199 N.Y. 347 | NY | 1910

This action was brought to dissolve a copartnership composed of the plaintiff as a special partner and the defendants as general partners. By stipulation of the parties the issues to be submitted to the referee were confined to two questions: (1) Whether an allowance was to be made for the good will of the concern of W.B. Franklin Co., and if one were to be made, what its value was and whether the plaintiff as special partner was entitled to share in it. (2) Whether the so-called Acer account is to be charged as a loss against the plaintiff as well as the defendants. As to the latter question the unanimous affirmance of the Appellate Division clearly leaves nothing for this court to review, since the findings of the referee expressly acquit the defendants of any negligence or lack of diligence in the firm's dealings with Acer. Precisely the same condition exists in respect of the former question, if the findings of the referee relating to the good will of the firm are findings of fact. Under the caption "Findings of Fact," the referee found that "There is no proof that the value of the firm name and good will of W.B. Franklin Co., if any such value there be, was created by the use of the plaintiff's capital or by any efforts of the plaintiff and the defendants as copartners; nor is there any evidence that the value of such firm name or good will is a profit of the partnership business or an asset contemplated by the articles of copartnership as divisible between the parties on dissolution." "There is no evidence that any part or portion of the value of the firm name and good will of W.B. Franklin Co. accrued or arose subsequent to January 1, 1905, the date of the commencement of the partnership between the plaintiff and the defendants." These findings *349 were followed by the conclusion of law that "Upon the liquidation of the old firm of W.B. Franklin Co., the plaintiff is not entitled to any allowance because of any value attributable to the good will or firm name of the copartnership of W.B. Franklin Co."

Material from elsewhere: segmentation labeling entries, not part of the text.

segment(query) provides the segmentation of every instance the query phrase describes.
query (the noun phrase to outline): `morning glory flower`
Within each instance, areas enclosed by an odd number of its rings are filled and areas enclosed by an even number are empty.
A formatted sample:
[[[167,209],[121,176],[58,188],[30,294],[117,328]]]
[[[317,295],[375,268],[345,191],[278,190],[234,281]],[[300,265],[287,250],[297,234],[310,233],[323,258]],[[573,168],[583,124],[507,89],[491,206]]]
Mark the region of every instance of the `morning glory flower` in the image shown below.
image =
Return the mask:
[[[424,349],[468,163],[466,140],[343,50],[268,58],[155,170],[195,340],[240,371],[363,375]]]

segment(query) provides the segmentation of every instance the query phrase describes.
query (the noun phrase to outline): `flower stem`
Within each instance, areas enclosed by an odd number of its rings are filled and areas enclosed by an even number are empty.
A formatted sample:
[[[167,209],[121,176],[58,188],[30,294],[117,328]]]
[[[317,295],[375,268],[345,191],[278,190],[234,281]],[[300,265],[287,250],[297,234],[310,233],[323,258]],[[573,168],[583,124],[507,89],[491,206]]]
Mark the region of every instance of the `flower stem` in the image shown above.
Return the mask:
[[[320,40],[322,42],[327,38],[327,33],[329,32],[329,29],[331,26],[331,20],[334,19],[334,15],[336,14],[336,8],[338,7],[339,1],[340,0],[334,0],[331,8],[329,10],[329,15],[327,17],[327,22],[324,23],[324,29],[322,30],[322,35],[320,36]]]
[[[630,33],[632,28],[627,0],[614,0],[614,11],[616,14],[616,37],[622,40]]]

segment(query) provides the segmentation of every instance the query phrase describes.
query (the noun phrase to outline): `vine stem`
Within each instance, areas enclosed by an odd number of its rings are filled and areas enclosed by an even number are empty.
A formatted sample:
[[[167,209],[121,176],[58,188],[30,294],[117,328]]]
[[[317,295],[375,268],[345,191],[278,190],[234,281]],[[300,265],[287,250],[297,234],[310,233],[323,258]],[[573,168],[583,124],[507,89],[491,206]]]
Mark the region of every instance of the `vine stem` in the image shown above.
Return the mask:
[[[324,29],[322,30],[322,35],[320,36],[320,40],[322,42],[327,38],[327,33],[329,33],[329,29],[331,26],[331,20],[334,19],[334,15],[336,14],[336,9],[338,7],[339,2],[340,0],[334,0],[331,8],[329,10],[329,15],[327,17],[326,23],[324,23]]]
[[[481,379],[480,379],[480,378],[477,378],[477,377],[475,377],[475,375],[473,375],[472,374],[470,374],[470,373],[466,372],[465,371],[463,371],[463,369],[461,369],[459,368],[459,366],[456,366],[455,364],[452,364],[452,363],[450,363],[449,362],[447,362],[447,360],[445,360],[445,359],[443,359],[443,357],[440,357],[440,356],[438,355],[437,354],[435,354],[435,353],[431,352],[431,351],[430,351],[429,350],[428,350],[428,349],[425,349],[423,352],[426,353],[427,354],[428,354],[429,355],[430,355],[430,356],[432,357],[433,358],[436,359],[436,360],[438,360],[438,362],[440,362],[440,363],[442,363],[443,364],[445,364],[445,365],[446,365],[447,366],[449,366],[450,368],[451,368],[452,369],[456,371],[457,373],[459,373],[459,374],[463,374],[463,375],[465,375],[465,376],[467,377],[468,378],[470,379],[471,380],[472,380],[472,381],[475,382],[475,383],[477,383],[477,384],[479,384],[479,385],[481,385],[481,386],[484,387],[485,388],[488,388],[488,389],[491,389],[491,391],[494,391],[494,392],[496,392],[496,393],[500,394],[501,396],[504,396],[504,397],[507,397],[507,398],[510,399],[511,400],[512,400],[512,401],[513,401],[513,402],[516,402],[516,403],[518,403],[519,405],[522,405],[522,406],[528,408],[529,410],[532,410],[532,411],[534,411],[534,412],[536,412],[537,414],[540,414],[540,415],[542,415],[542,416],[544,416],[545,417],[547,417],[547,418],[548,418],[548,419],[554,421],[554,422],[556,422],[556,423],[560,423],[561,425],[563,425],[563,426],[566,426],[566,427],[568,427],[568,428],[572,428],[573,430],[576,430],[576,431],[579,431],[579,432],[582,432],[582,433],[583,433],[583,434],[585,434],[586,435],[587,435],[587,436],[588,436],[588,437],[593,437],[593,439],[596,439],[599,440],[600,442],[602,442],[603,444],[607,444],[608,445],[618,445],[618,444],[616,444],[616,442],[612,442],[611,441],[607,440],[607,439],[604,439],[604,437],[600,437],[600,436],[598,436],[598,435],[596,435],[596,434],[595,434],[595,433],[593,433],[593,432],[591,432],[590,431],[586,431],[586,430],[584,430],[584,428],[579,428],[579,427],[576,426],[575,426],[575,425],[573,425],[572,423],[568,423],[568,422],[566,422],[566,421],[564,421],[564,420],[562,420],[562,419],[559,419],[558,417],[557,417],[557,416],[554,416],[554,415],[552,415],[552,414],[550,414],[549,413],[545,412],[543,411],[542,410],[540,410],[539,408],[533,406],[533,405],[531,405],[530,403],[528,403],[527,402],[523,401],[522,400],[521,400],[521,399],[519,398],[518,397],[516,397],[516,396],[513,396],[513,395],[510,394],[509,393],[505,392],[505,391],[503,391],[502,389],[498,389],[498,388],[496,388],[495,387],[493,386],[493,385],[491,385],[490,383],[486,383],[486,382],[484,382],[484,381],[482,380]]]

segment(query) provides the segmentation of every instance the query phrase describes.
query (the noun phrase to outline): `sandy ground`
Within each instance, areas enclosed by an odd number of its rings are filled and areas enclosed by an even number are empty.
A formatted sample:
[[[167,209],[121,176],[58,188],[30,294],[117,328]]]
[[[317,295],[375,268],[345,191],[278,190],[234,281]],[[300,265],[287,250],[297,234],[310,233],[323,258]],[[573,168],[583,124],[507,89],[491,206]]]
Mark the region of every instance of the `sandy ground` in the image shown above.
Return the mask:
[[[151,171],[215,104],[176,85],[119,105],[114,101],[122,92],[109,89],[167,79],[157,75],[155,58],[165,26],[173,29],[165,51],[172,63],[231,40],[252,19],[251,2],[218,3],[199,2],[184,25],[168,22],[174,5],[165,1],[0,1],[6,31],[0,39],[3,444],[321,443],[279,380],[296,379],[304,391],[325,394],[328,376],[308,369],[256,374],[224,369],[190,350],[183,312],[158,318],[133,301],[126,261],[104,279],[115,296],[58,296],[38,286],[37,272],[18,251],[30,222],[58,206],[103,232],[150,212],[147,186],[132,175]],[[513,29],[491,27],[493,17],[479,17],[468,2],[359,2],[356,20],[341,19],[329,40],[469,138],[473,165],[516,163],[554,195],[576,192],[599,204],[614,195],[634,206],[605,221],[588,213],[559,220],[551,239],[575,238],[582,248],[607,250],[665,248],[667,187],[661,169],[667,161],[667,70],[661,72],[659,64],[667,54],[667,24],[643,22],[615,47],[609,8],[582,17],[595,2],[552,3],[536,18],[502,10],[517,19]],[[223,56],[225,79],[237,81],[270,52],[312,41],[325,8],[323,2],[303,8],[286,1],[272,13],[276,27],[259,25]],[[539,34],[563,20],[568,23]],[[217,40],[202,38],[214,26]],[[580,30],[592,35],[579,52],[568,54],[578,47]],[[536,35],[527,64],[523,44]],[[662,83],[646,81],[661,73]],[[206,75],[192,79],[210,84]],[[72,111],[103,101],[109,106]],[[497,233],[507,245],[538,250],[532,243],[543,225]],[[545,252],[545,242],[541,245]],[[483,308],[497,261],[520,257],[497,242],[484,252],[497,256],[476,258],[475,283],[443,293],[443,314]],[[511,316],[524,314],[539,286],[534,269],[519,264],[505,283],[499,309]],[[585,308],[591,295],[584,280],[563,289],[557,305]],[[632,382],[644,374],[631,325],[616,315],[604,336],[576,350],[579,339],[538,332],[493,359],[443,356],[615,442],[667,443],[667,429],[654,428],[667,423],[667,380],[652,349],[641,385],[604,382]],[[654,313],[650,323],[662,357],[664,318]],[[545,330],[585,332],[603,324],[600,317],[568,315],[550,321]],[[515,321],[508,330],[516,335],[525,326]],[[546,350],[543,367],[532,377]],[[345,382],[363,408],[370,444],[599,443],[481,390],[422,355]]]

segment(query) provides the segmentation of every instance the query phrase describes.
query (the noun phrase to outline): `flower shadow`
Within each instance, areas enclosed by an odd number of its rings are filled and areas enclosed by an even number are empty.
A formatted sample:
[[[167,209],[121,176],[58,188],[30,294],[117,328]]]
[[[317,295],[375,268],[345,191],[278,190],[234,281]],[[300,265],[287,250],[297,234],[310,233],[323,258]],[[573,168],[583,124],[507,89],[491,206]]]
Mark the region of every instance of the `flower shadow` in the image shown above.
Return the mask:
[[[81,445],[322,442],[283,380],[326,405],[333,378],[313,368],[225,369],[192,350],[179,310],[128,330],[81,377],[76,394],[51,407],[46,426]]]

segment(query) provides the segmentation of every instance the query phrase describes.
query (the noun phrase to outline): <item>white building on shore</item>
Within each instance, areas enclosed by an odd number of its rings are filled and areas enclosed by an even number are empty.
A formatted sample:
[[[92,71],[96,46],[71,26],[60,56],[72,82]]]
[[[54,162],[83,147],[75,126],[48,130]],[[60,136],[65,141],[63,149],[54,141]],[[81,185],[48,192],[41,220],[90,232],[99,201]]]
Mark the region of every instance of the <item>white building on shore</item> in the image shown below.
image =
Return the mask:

In the case of City of Niagara Falls v. N.Y.C. H.R.R.R.Co. (168 N.Y. 610) the late Judge EDWARD T. BARTLETT wrote an opinion, in which he assumed that a similar finding was one of fact. This opinion did not receive a majority vote, only two other judges concurring therein, and one in the result. The late Judge O'BRIEN dissented, but he also treated the finding as one of fact, and Judge HAIGHT concurred with him. Thus, although there was divergence of view as to the main question, the whole court concurred in the assumption that the finding was one of fact.

In Brokaw v. Duffy (165 N.Y. 391) the finding was that "There is no evidence before the court that Bernard McKenna was insane." In that case the character of the finding was discussed, but the question does not appear to have been decided. In the prevailing opinion of Judge VANN it is referred to as "either a finding of fact or a conclusion of law," but Judge O'BRIEN, in a dissenting opinion, criticised it as "not a finding of fact or a finding of any kind." I have been unable to find any other case in which the question has arisen in the precise form in which it arises in the case at bar. Treating it as an original question I should say that the quoted findings in this case are findings of fact. The referee made the only findings in that regard which he could have made. He could not have found that there was no good will if there was no evidence upon the subject. There may have been good will of substantial value. But the plaintiff, even if entitled to share in the good will, could not recover his share without proving its value, or without showing that it came into existence under circumstances which entitled him to share in it. The quoted findings are, therefore, findings that the plaintiff has failed to establish that branch of his case. These two findings, followed by the quoted conclusion *350 of law, are, in effect, a decision either that there was no good will or, if there was, that it arose under conditions which entitled the plaintiff to no share in it. A finding that there is no evidence is radically different from an affirmative finding which merely recites evidence but contains no conclusion of fact. Such a finding was before us in Dougherty v. Lion FireInsurance Co. (183 N.Y. 302), where we held that a mere recital of evidence is not a finding of fact. But it seems to me an entirely different thing to find that there is no evidence to sustain a cause of action or a defense. In the latter case the finding is the fact which justifies the conclusion that the cause of action or the defense is not made out.

Should we search the record, as we have no right to do if these are findings of fact, it would quickly appear that the findings and conclusions of the referee are fully justified. The copartnership in question had been preceded by several others in which the plaintiff had been, as he was in the case at bar, a special partner whose name did not appear in the firm name. The business was that of a stock brokerage in which the plaintiff's only concern was the contribution of a certain percentage of the capital and the reaping of a specified share of the profits. Under such circumstances there could be no presumption that a special partner would be entitled, as matter of course, to a share of good will in a business to which he had lent his capital but not his name. If there were peculiar conditions which gave the plaintiff the right to an interest in the good will, if any, of the firm in which his name did not appear, they were matters to be proved, not presumed, and the findings that there is no such proof should be held conclusive upon the plaintiff.

I advise the affirmance of the judgment, with costs.

CULLEN, Ch. J., GRAY, HAIGHT, VANN, WILLARD BARTLETT and CHASE, JJ., concur.